If you only enter one date (like the incident date), you may get a simplified deadline. Enter additional dates (like discovery date) only if you have a defensible basis for using it as the accrual trigger.

Quick workflow checklist

Use this checklist to avoid the most common timeline mistakes:

Key exceptions

West Virginia law includes exceptions and special doctrines that can affect limitation periods. Even if the general rule is 1 year, these doctrines can shift the filing deadline by changing accrual or pausing the clock.

Because the specific exception you might need depends on the facts, here are the categories to actively check before you rely on the default date:

  1. Accrual / discovery-related timing

    • If the relevant facts were not known—and could not reasonably have been known—the accrual date may be later than the initial incident.
    • This can produce a later “outside” filing deadline even while the period itself remains one year.
  2. Tolling based on status or barriers

    • Some limitation frameworks pause while certain legal or practical barriers exist (for example, incapacity-type situations).
    • The effect is that the limitation period may not run during the tolling window.
  3. Statutory limitations interaction

    • In some disputes, the same set of facts can support multiple legal theories with different limitation periods.
    • If a claim is recharacterized (for example, treated as contract-like rather than restitution-like), the one-year assumption may not hold.
  4. Equitable doctrines

    • Courts sometimes consider equitable concepts in limitation disputes (commonly “estoppel” or similar fairness doctrines), but outcomes depend heavily on conduct and proof.
    • Treat these as fact-intensive, and use DocketMath for baseline computation before evaluating any potential equitable adjustment.

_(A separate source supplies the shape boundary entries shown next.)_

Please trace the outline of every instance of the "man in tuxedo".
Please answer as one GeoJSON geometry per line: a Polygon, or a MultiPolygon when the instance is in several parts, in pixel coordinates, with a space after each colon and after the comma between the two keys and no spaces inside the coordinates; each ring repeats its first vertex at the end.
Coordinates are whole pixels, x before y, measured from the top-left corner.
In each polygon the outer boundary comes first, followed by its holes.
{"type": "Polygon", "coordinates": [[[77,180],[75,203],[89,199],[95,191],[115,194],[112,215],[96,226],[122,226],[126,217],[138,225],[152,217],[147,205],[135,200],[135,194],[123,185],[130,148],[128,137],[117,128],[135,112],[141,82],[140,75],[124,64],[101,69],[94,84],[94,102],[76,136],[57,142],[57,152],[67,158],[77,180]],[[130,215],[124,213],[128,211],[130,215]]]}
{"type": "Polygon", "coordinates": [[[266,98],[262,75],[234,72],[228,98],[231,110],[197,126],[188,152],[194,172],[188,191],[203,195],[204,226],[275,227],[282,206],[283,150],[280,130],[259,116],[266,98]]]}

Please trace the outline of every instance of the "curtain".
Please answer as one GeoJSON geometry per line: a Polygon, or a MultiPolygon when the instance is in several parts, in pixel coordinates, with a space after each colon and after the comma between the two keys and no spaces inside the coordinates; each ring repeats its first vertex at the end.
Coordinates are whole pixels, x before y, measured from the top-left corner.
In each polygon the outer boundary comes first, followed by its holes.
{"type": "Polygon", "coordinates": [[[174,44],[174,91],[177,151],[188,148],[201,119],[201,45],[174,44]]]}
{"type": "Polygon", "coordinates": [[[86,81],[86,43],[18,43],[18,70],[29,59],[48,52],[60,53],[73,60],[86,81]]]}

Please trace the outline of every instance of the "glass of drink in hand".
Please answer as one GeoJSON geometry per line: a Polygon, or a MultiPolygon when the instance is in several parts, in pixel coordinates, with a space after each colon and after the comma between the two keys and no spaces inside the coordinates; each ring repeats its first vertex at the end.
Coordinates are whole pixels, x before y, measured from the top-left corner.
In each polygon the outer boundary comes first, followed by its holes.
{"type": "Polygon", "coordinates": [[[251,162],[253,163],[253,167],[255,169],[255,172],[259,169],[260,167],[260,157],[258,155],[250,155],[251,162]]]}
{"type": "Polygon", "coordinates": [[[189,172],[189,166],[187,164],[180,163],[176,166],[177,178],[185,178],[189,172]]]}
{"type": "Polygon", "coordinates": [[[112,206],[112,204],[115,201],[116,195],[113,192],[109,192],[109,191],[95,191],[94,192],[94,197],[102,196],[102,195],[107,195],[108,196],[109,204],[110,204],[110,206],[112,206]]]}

Warning: Don’t assume that “unjust enrichment” automatically means “one-year forever.” Courts may analyze the true substance of the claim, and exceptions/tolling doctrines can change the accrual date or pause the clock.

Statute citation

The general limitations period referenced in this article is tied to W. Va. Code §61-11-9.

Because your brief specifies that no claim-type-specific sub-rule was found, this post treats W. Va. Code §61-11-9’s general period as the default starting point for unjust enrichment / restitution timeline calculations in West Virginia.

Use the calculator

DocketMath’s statute-of-limitations tool is designed to turn dates into deadlines quickly and consistently.

Primary CTA: /tools/statute-of-limitations

Inputs to enter (practical)

When you use the calculator, focus on these inputs:

  • Accrual date (or key event date you’re treating as accrual)
  • Jurisdiction: West Virginia (US-WV)
  • Baseline limitation period: 1 year (default)
  • Any tolling/extension date ranges if you’re tracking them

What outputs to expect

After you submit:

  • The tool computes a deadline date by applying 1 calendar year to your accrual date (adjusted if you enter tolling/extension dates).
  • If you change the accrual date, the output will move accordingly—this is often where timeline disputes are won or lost.

Sanity-check example (how to think, not legal advice)

If your accrual date is June 15, 2025, the baseline one-year deadline is June 15, 2026. If you later justify a later accrual date (such as a discovery date supported by your record), the deadline shifts later by the same amount of time between the two accrual dates.

For faster review, re-run the calculator using:

  • Incident date → baseline deadline
  • Discovery date → revised deadline

Then compare which one matches your best fact pattern.